Sometime after visiting Baillieu’s office, Socratous apparently took his shame file to The Age. According to long-time members of the Victorian press gallery, Austin regularly benefits from a solid information flow from Baillieu’s office. Out of job and banished from the party, Socratous clearly had little to lose.
The problem, ALP insiders say, is that the evidence presented by The Age appears to be sketchy. Seemingly incriminating bank statements regularly do the rounds in factional and media circles but rarely see the light of day — chiefly because the wrongdoing is immensely difficult to prove.
“Is it worth more if Curly [Austin] puts it on the front page?” one senior factional source told Crikey this morning.
While The Age has reproduced a Commonwealth Bank Derrimut electorate account statement once controlled by Socratous, it takes him at his word that this money was then used to pay membership fees. Senior ALP figures, including all current and former state MPs named by Socratous, have denied the allegations. Craig Emerson and Julia Gillard stonewalled when asked about them in media interviews this morning.
A 2006 report by Austin’s colleague Michael Bachelard actually gets much closer to pinging fallen factional figures, including notorious bag man George Seitz, for out-and-out manipulation in Gorton and elsewhere.
The problem, of course, is nothing much has changed. Way back in 2005, Socratous was charged by Independents faction rabble-rouser Eric Dearricott following a slew of irregularities detailed in an internal party investigation revealed forgery and phantom branch meetings across the electorate.

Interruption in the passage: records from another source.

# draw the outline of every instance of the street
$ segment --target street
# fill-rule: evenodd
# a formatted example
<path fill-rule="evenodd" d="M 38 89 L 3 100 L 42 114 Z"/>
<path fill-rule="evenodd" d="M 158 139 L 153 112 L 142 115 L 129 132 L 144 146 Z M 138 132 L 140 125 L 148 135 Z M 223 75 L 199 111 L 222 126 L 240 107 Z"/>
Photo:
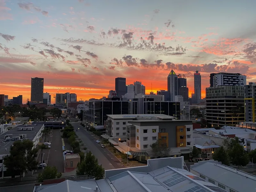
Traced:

The other factor underlying the allegations is the factional cleavage that sill divides the Labor Right in Victoria, with Socratous’ former colleagues aligned to Bill Shorten and Stephen Conroy at war with the renegade Shop Assistants Union and the National Union of Workers.
Last year, branch stacking reforms were pursued by the Victorian branch in the wake of the Brimbank fallout, although that inquiry was later branded a failure by the Independents who helped set it up, chiefly because the factions were unmoved. Reformers, all of whom purport to hate the practice, are broadly split between wanting to open up the party (with the recent “primary” in Kilsyth listed a key reform) and those who want to further crack down with tighter rules at the expense of a more vibrant membership.
This time, Crikey understands senior figures within the state party are desperate to contain the fallout in an election year and have counselled the usual champions of reform against speaking out.